Durante una entrevista en el programa “Habrá Consecuencias”, conducido por Ari Lijalad, Blanco defendió el rol de la SIGEN en la administración pública. “Tengo el sueldo congelado desde diciembre. Así que si hay alguien que ha perdido con la inflación, te puedo asegurar que soy yo. Y, sin embargo, estoy haciendo un servicio que creo que tengo que hacer a esta altura de la vida”, señaló. Al ser consultado por Lijalad sobre sus ahorros, Blanco confesó que “los está usando todos los meses porque no le alcanza”. “Estoy aportando todos los meses parte de mis ahorros para desentrañar esto, porque lo que cobro en el Estado no me alcanza”, detalló.
Ante las declaraciones de Blanco, Lijalad le preguntó directamente por su sueldo en la Sigen, a lo que él respondió: “Yo cobro $3.200.000 brutos”. Sin embargo, aclaró que de ese monto, “solo le quedan $2.900.000” después de las deducciones.
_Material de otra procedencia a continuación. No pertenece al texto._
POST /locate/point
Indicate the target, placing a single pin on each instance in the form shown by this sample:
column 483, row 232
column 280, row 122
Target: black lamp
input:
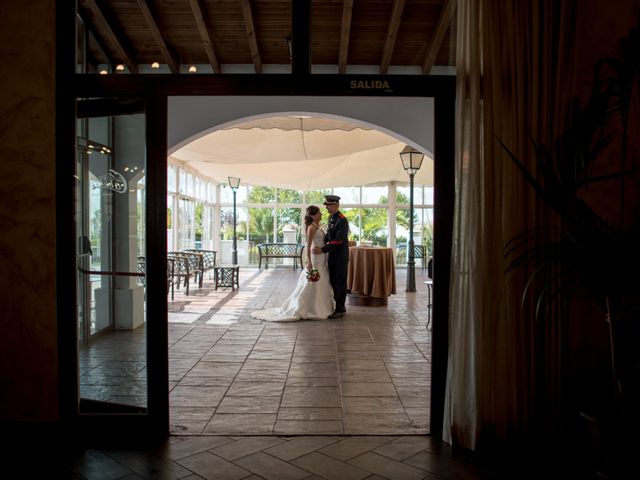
column 234, row 183
column 411, row 161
Además, explicó las razones por las cuales ese salario no le resulta suficiente: “No me alcanza porque tengo una hija en la facultad, una hija en el colegio primario, tengo expensas, pago electricidad y el impuesto inmobiliario en la provincia de Buenos Aires”.
La entrevista continuó con Lijalad planteando el contraste con los docentes universitarios, quienes perciben salarios mucho menores, sugiriendo que para igualar los ingresos de Blanco, un docente necesitaría hasta diez empleos. Frente a esta observación, Blanco defendió su postura señalando que muchos docentes complementan sus ingresos con otras actividades.
“¿No le alcanza con $2.900.000? Imagínese un docente que cobra $200.000”, arremetió Lijalad, aunque poco importó para Blanco, que continuó en la línea de justificar las auditorías, sin replantearse nada de lo que acaba de decir tan tranquilamente.
El titular de la SIGEN, institución que auditará las universidades y su particular revelación
El Gobierno y su cruzada contra las universidades
El Gobierno de Javier Milei continúa con su plan de reformas en las universidades públicas, enfocándose en cambios al sistema de rendición de gastos. Federico Sturzenegger, ministro de Desregulación y Transformación del Estado, anunció que los gastos universitarios se integrarán al sistema de compras públicas y que esta medida comenzará a regir en los próximos días.
Sturzenegger explicó que, aunque las universidades son autónomas y pueden decidir en qué gastar, como instituciones públicas deberán garantizar la transparencia en sus gastos. “Las universidades van a decidir qué, pero deberán tener la transparencia de cualquier compra pública”, afirmó en diálogo con TN.
Además, el funcionario anticipó que se prohibirán los contratos interadministrativos entre el sector público y las universidades, buscando mayor control y transparencia en el uso de los fondos públicos asignados a las casas de estudio.